Hay en Netflix una película mexicana llamada La dictadura perfecta. Es una comedia de ficción que cuenta la historia de un gobernador corrupto con aspiraciones presidenciales, a quien el Presidente utiliza para acallar un escándalo nacional, y que en adelante se vale de una cadena de “cajas chinas” para ganar las elecciones. Todo esto apoyado por la principal cadena de televisión: Maquiavelo superado. Aunque quien más gana no es realmente Televisa, que al parecer fue la que inspiró los hechos, sino sus directivos, tan corruptos como los funcionarios públicos a los que apoya (en 2012 Televisa fue acusada supuestamente de cubrimientos “periodísticos” para promover a Peña Nieto cuando era gobernador del Estado de México).

Una caja china no es más que un distractor, esos que se construyen para contrarrestar un escándalo mediático. Es el tema de este filme: la manipulación de la televisión y sus vínculos con el poder político.
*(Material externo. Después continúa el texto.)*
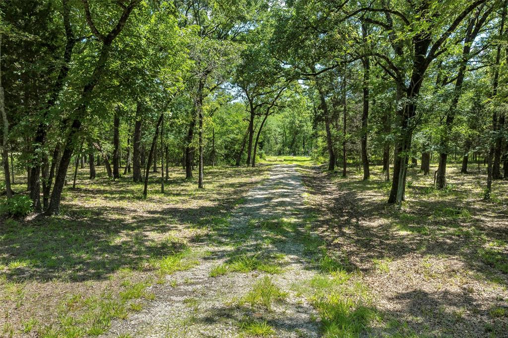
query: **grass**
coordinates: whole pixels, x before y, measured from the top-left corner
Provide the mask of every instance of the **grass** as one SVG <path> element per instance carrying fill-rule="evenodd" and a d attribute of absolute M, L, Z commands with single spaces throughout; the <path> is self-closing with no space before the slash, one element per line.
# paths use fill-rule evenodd
<path fill-rule="evenodd" d="M 508 182 L 495 181 L 496 198 L 485 202 L 483 166 L 479 175 L 464 175 L 460 163 L 450 163 L 446 190 L 410 168 L 399 209 L 386 204 L 391 182 L 379 166 L 371 166 L 367 181 L 353 167 L 346 178 L 325 169 L 302 169 L 306 204 L 317 217 L 313 230 L 326 239 L 308 236 L 308 253 L 325 253 L 315 258 L 321 273 L 295 286 L 313 297 L 324 335 L 357 336 L 372 326 L 383 336 L 496 336 L 508 330 Z M 334 280 L 336 265 L 346 282 Z"/>
<path fill-rule="evenodd" d="M 262 305 L 271 311 L 273 302 L 282 301 L 287 296 L 287 292 L 281 290 L 269 277 L 265 276 L 257 282 L 252 290 L 240 299 L 239 303 L 243 305 L 248 303 L 251 307 Z"/>
<path fill-rule="evenodd" d="M 275 333 L 273 328 L 266 321 L 263 322 L 243 322 L 240 329 L 246 334 L 256 337 L 270 337 Z"/>
<path fill-rule="evenodd" d="M 235 254 L 225 263 L 214 266 L 209 273 L 211 277 L 216 277 L 230 272 L 249 273 L 252 271 L 267 274 L 279 274 L 282 268 L 268 259 L 259 258 L 257 255 Z"/>
<path fill-rule="evenodd" d="M 196 180 L 171 168 L 164 194 L 159 174 L 150 173 L 144 200 L 142 184 L 129 177 L 110 181 L 103 166 L 97 169 L 94 180 L 87 169 L 78 170 L 77 189 L 64 189 L 60 215 L 0 221 L 0 307 L 6 318 L 0 335 L 105 332 L 112 321 L 153 299 L 149 285 L 166 283 L 167 275 L 207 254 L 194 244 L 224 235 L 229 210 L 266 177 L 266 167 L 209 168 L 206 189 L 198 189 Z M 19 181 L 13 186 L 25 188 Z"/>
<path fill-rule="evenodd" d="M 309 166 L 314 165 L 314 162 L 309 156 L 267 156 L 260 163 L 269 163 L 284 164 L 300 164 Z"/>

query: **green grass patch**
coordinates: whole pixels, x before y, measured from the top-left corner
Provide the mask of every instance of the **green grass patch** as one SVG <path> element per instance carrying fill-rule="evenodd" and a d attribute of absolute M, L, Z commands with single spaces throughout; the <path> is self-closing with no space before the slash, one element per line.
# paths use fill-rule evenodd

Vale la pena verla y, al verla, vale la pena creer que lo que vemos es real, como en realidad lo es; que no se trata simplemente de la imaginación febril de unos libretistas talentosos. Que esté en tono de humor no le quita realidad. ¡Por el contrario!

La cinta debería llamarse “Cortinas de humo”. Cortinas en las que suele haber siempre dos partes: los que las crean y los que las creen. Nos quejamos de aquellos, pero somos nosotros los que caemos en la trampa. Y es irónico: el mexicano, idéntico al colombiano, es un pueblo que se las da del más vivo, del más avispado. Malicia indígena, le llaman para justificar la mirada hostil pero de soslayo. Pero en realidad somos tan “avispados” que la más mínima mentira la creemos solo porque proviene de las instancias de poder: a esa malicia que corre milenaria en nuestra sangre, le ganan el arribismo y la lambonería herencia de la Corte española.
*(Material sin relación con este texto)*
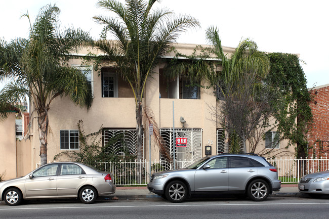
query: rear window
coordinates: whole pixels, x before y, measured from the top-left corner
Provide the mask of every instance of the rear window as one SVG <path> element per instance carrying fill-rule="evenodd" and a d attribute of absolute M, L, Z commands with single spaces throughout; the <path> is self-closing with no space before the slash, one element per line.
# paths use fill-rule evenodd
<path fill-rule="evenodd" d="M 266 161 L 266 163 L 267 163 L 267 164 L 268 164 L 268 165 L 269 165 L 270 166 L 273 166 L 273 165 L 271 164 L 271 163 L 270 163 L 270 162 L 268 162 L 267 160 L 266 160 L 266 158 L 265 158 L 264 157 L 261 157 L 262 158 L 264 159 L 264 160 L 265 160 L 265 161 Z"/>
<path fill-rule="evenodd" d="M 257 161 L 257 160 L 254 160 L 254 159 L 251 158 L 250 160 L 253 163 L 254 166 L 260 167 L 260 166 L 265 166 L 263 164 Z"/>
<path fill-rule="evenodd" d="M 229 163 L 230 168 L 254 166 L 248 158 L 243 157 L 230 157 Z"/>

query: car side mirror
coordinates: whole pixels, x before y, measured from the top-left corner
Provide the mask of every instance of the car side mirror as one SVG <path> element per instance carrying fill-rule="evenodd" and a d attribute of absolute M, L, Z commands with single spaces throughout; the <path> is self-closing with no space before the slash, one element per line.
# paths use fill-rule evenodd
<path fill-rule="evenodd" d="M 203 167 L 202 168 L 203 168 L 203 169 L 209 169 L 209 168 L 210 168 L 210 165 L 209 165 L 208 164 L 204 164 L 204 165 L 203 166 Z"/>

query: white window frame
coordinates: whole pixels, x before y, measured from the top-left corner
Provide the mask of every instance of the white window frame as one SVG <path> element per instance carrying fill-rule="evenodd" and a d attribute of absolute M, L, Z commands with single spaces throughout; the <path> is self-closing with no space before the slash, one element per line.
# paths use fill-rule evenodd
<path fill-rule="evenodd" d="M 106 75 L 108 76 L 113 77 L 113 97 L 104 97 L 104 76 Z M 106 71 L 103 70 L 102 73 L 102 97 L 104 98 L 113 98 L 118 97 L 118 81 L 117 81 L 117 74 L 115 72 L 111 72 L 110 71 Z"/>
<path fill-rule="evenodd" d="M 188 79 L 184 77 L 181 79 L 181 83 L 182 86 L 182 88 L 181 88 L 182 99 L 186 99 L 186 100 L 200 100 L 201 99 L 200 94 L 200 87 L 196 85 L 193 86 L 193 87 L 196 87 L 197 89 L 196 94 L 196 97 L 195 97 L 195 98 L 191 98 L 190 97 L 189 97 L 188 98 L 185 97 L 185 97 L 184 94 L 185 93 L 186 93 L 186 91 L 188 91 L 188 93 L 189 93 L 190 94 L 191 93 L 192 87 L 190 86 L 189 87 L 186 86 L 187 85 L 189 85 L 189 84 L 191 83 L 191 81 Z"/>
<path fill-rule="evenodd" d="M 269 141 L 267 139 L 267 134 L 270 133 L 271 134 L 271 145 L 270 147 L 269 147 L 269 144 L 266 144 L 267 142 Z M 279 133 L 277 133 L 277 132 L 267 132 L 265 133 L 265 148 L 268 148 L 268 149 L 278 149 L 280 148 L 280 140 L 279 139 L 275 139 L 275 137 L 276 137 L 277 135 L 279 135 Z M 275 144 L 273 147 L 273 145 Z M 268 145 L 269 146 L 268 146 Z"/>
<path fill-rule="evenodd" d="M 68 132 L 68 148 L 62 148 L 62 132 Z M 77 143 L 78 143 L 78 148 L 71 148 L 71 139 L 70 139 L 70 135 L 71 132 L 77 132 L 78 136 L 77 136 Z M 60 150 L 79 150 L 80 149 L 80 141 L 79 141 L 79 130 L 75 129 L 61 129 L 59 131 L 59 147 Z M 73 142 L 75 143 L 75 142 Z M 64 143 L 66 143 L 66 142 Z"/>
<path fill-rule="evenodd" d="M 93 70 L 92 66 L 87 65 L 72 65 L 72 67 L 81 70 L 81 73 L 83 73 L 83 71 L 90 71 L 90 78 L 91 82 L 92 84 L 92 93 L 93 94 L 93 96 L 94 96 L 94 71 Z"/>

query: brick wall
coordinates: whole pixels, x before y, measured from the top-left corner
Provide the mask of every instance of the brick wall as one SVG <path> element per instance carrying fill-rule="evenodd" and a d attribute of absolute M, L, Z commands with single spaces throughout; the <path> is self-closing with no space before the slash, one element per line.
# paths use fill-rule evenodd
<path fill-rule="evenodd" d="M 313 124 L 309 127 L 308 155 L 329 157 L 329 84 L 310 91 Z"/>

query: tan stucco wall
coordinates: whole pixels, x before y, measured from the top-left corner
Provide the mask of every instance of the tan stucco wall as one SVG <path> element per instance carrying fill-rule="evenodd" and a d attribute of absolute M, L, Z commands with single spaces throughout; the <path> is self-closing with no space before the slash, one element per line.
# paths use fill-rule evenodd
<path fill-rule="evenodd" d="M 189 54 L 193 52 L 196 45 L 175 45 L 176 49 L 182 53 Z M 204 46 L 205 47 L 205 46 Z M 224 52 L 230 53 L 233 48 L 224 48 Z M 81 51 L 80 54 L 87 54 L 88 50 Z M 94 51 L 94 53 L 95 51 Z M 168 55 L 174 56 L 173 53 Z M 80 65 L 79 59 L 72 60 L 68 65 Z M 102 67 L 110 67 L 103 65 Z M 160 66 L 163 67 L 163 64 Z M 159 68 L 154 69 L 159 72 Z M 84 121 L 85 133 L 98 131 L 101 125 L 104 127 L 135 128 L 136 126 L 135 102 L 133 98 L 106 98 L 101 97 L 101 74 L 100 72 L 93 72 L 94 96 L 92 107 L 89 111 L 85 108 L 81 108 L 73 104 L 67 97 L 58 97 L 50 106 L 49 113 L 50 133 L 48 135 L 48 162 L 53 161 L 54 156 L 63 150 L 60 149 L 60 130 L 63 129 L 77 129 L 79 120 Z M 168 99 L 161 95 L 159 98 L 159 75 L 154 74 L 152 78 L 147 82 L 145 89 L 143 104 L 149 107 L 154 114 L 155 120 L 159 127 L 170 128 L 173 126 L 173 101 L 175 104 L 175 127 L 182 127 L 180 117 L 182 116 L 186 121 L 186 128 L 201 128 L 202 129 L 202 151 L 204 156 L 204 146 L 212 146 L 212 154 L 215 154 L 217 150 L 217 129 L 221 128 L 212 121 L 214 117 L 210 112 L 209 106 L 216 106 L 216 97 L 212 89 L 200 89 L 200 99 L 186 100 Z M 127 88 L 127 87 L 126 87 Z M 130 91 L 131 92 L 131 91 Z M 128 90 L 125 96 L 129 96 Z M 120 91 L 119 91 L 120 93 Z M 31 139 L 31 166 L 35 168 L 35 164 L 40 161 L 40 143 L 37 133 L 36 122 L 33 123 L 33 138 Z M 148 160 L 149 134 L 147 127 L 145 127 L 144 145 L 145 158 Z M 260 150 L 265 147 L 265 140 L 260 145 Z M 158 159 L 159 151 L 151 141 L 152 157 Z M 281 143 L 280 147 L 286 145 Z M 294 150 L 293 148 L 289 150 Z M 65 159 L 64 158 L 62 159 Z"/>
<path fill-rule="evenodd" d="M 31 160 L 31 141 L 16 141 L 17 150 L 17 177 L 25 176 L 35 168 Z"/>
<path fill-rule="evenodd" d="M 0 122 L 0 174 L 4 173 L 7 180 L 17 176 L 15 119 L 13 112 Z"/>

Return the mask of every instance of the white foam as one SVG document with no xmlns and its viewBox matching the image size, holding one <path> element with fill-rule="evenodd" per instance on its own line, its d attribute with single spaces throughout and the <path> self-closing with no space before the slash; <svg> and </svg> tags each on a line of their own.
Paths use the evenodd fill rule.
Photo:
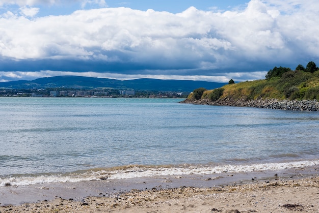
<svg viewBox="0 0 319 213">
<path fill-rule="evenodd" d="M 92 170 L 68 175 L 12 175 L 9 177 L 0 178 L 0 187 L 8 185 L 26 186 L 59 182 L 79 182 L 105 179 L 125 179 L 155 176 L 209 174 L 219 174 L 223 172 L 248 172 L 254 171 L 261 171 L 301 168 L 316 165 L 319 165 L 319 159 L 288 163 L 251 165 L 229 164 L 216 166 L 189 166 L 179 167 L 146 167 L 137 166 L 129 167 L 123 169 L 105 169 L 99 170 L 97 171 Z"/>
</svg>

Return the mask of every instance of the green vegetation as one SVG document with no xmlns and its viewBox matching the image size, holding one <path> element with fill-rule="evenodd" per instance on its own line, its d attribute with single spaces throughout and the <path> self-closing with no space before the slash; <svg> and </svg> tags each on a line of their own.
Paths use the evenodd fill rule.
<svg viewBox="0 0 319 213">
<path fill-rule="evenodd" d="M 228 84 L 232 84 L 233 83 L 235 83 L 235 81 L 233 79 L 229 80 L 229 81 L 228 81 Z"/>
<path fill-rule="evenodd" d="M 188 98 L 216 101 L 225 98 L 319 101 L 319 68 L 313 62 L 309 62 L 306 68 L 299 65 L 295 71 L 275 67 L 268 72 L 265 79 L 229 83 L 210 90 L 202 87 L 195 89 Z"/>
<path fill-rule="evenodd" d="M 202 98 L 202 96 L 205 91 L 207 90 L 205 88 L 200 87 L 196 89 L 192 94 L 192 98 L 195 100 L 199 100 Z"/>
</svg>

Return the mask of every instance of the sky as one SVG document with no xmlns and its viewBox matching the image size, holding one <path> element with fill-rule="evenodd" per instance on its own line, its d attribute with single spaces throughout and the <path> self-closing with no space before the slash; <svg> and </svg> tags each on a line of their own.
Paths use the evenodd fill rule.
<svg viewBox="0 0 319 213">
<path fill-rule="evenodd" d="M 317 0 L 0 0 L 0 82 L 228 82 L 319 65 Z"/>
</svg>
Si la película sucediera en Colombia, el presidente montaría una estrategia mediática en la que pregunta, digamos como simple ejemplo, “Tengo a mi ministro de Hacienda en veremos.
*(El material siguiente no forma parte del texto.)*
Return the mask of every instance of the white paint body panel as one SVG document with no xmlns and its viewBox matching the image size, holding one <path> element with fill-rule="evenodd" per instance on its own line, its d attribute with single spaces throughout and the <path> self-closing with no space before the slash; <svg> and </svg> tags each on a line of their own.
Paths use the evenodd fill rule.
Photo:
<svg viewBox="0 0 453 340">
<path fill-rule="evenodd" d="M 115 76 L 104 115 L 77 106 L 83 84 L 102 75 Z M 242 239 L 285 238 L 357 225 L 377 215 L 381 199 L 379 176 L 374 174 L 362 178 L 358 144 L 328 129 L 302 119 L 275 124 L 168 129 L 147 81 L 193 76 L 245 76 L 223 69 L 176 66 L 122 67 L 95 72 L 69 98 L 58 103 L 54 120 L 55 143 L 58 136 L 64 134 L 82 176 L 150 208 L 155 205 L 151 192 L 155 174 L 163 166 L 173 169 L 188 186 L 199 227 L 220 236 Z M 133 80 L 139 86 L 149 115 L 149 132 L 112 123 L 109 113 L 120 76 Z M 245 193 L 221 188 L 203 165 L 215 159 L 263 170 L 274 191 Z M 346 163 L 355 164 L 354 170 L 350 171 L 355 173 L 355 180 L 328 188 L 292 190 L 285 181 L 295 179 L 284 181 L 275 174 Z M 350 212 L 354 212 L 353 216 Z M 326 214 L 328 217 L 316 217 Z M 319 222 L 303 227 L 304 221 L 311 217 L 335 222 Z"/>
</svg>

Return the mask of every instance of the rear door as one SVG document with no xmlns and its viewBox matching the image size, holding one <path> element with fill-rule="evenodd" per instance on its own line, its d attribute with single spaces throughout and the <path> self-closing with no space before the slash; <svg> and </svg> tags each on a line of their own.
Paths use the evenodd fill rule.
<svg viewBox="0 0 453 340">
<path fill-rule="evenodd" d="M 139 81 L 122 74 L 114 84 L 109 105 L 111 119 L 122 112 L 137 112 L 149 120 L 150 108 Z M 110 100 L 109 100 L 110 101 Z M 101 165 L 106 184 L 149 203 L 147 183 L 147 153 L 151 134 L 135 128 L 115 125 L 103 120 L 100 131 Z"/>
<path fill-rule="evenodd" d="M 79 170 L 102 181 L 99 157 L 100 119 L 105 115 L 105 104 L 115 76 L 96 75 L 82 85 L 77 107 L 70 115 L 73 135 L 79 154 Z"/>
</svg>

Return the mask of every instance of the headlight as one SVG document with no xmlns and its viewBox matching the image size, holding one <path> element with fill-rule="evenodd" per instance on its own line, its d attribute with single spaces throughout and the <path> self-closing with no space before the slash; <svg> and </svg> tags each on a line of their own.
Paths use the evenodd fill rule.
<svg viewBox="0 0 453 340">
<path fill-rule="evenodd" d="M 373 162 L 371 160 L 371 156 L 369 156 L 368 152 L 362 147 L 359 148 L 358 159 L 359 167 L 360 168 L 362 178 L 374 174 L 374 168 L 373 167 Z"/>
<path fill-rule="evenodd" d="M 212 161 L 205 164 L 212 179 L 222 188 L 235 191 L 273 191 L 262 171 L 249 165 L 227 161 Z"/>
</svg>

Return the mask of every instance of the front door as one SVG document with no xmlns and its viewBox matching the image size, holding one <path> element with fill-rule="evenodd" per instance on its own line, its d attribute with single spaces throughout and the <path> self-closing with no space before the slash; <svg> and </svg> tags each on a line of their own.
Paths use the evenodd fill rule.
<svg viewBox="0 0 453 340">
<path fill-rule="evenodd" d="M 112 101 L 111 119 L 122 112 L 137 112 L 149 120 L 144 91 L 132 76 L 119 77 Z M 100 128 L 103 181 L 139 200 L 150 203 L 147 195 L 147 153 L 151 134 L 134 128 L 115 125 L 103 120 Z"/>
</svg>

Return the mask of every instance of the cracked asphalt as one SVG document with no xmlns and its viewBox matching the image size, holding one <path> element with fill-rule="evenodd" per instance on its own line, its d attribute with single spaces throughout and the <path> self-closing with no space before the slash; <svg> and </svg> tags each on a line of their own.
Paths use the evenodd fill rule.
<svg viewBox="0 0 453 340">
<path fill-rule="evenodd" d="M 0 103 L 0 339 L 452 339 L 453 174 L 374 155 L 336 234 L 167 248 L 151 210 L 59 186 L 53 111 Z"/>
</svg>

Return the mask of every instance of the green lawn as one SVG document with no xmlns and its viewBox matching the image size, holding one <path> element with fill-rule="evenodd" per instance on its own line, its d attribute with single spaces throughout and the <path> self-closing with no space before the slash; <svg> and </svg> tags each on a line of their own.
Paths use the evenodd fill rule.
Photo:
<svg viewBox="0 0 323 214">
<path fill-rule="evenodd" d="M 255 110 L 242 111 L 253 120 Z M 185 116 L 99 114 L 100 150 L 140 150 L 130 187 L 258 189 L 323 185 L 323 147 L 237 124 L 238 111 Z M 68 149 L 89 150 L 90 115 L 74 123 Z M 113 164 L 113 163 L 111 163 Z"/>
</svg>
¿Qué hago?”. A lo que su patrón le aconseja: “Invéntate una guerra con Venezuela”. Y así, en un mes solo hemos visto una mentira tras otra mentira tras otra mentira. Ahora también en el tema Saludcoop, Carrasquilla no termina de salir de un hueco para caer en otro. ¿Por qué Duque se empeña en desgastar su gobierno defendiéndolo? Por terquedad, casi por un capricho infantil. Como si no hubiera otro colombiano para ocupar ese cargo.

El gobierno gana en cuanto se atornilla, pero pierde por todo lo que tiene que entregar a cambio. Contrario a la frase de Maturana, “ganar es perder mucho”. $1,1 billones dicen que cuestan las armas que van a comprar “de ninguna manera con una motivación belicista”, dijo Duque. Si no se necesitan, ¿para qué se compran? ¿Por aparentar? ¿Por mostrar los dientes como hace Kim Jong-un en Corea? Qué derroche de dinero. Como si lo tuviéramos. Imaginen todo lo que serviría esa platica en educación, cultura, primera infancia y salud.